We’ve seen over the past year that disabled people face unique challenges and new forms of discrimination enabled by increased use of technology. We’ve seen disabled people fear medical discrimination by hospitals’ “care rationing” policies during the global pandemic. We’ve also seen a mass shift to virtual work and learning, which is a bittersweet change for many disabled people who have long advocated for remote work and learning options as a means of accessibility before the pandemic. We’ve seen the impact of virtual work and learning on disabled people who are low-income or people of color who are disproportionately less likely to have reliable broadband access or connected devices. And we’ve seen an increased use of artificial intelligence to enable predictive policing, make benefits determinations, and influence hiring practices, all of which disproportionately discriminate against people with disabilities and imperil the promise of the ADA.

CDT has committed to addressing several key areas at the nexus of disability and artificial intelligence, as we aim to challenge technological discrimination against disabled people.
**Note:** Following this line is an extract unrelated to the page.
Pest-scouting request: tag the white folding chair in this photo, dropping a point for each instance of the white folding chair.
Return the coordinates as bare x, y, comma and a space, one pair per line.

Those areas include the following:

AI in Benefits Determinations

AI in Hiring and Employment

  • We’ve partnered with the Leadership Conference on Civil & Human Rights to release Civil Rights Principles for AI Hiring Technologies, ensuring the disability perspective is represented. 
  • In the coming months, we’ll be publishing a report on AI hiring tools under the Americans with Disabilities Act.

AI in Health and Privacy

  • We recently collaborated with the American Association of People with Disabilities to host a convening with disability rights and disability justice leaders on privacy concerns around unregulated health data, building on our work with the eHealth Initiative to develop a consumer privacy framework for health data.
  • I’ve joined an international advisory group for a University of Melbourne project on the Law & Politics of Digital Mental Health Technology, which is developing a framework for responsible public governance of data-driven mental health technologies.

Our work includes consultations with the companies who are building new technologies, litigators developing cases against discriminatory AI, and other advocacy organizations developing their strategies for challenging harmful technologies.
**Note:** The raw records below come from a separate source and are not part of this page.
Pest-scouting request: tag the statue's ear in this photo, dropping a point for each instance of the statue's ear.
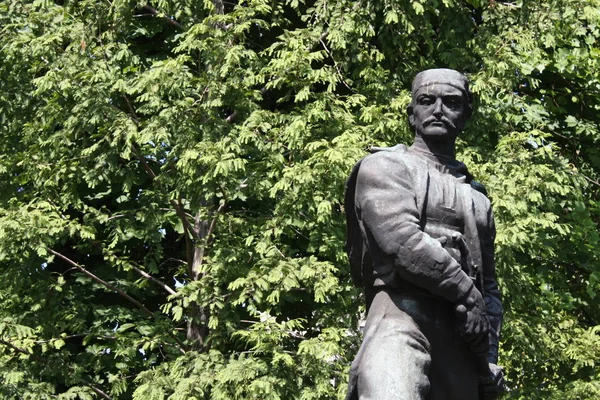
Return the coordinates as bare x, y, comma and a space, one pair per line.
411, 115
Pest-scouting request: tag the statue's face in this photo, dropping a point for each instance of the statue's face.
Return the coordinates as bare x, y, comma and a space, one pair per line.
438, 111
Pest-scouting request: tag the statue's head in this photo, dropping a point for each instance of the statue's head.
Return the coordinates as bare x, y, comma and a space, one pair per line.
441, 103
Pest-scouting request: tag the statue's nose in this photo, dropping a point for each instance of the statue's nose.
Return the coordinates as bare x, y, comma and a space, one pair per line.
437, 111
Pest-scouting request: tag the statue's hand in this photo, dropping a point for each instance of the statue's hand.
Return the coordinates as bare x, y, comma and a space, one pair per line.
473, 323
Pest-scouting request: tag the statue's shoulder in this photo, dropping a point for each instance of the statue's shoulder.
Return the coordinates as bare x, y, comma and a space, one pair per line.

Building on the legacy of the ADA and subsequent legal precedents, in the months to come, CDT will continue its vital work to challenge discriminatory and sometimes illegal algorithm-driven decision-making in multiple arenas that affects disabled people’s lives, health, privacy, and freedom. On October 27, I joined disability rights leaders Judy Heumann, Zainab Alkebsi, Deepa Goraya, and Ricardo Thornton for a panel discussion on the legacy and future of the ADA hosted by American University Washington College of Law in partnership with Verizon. This discussion likewise builds on CDT’s current work to address pressing issues of inequality and injustice affecting disabled people as the ADA enters its thirtieth year. CDT will continue to advocate for full inclusion, equality of opportunity, and access for people with disabilities.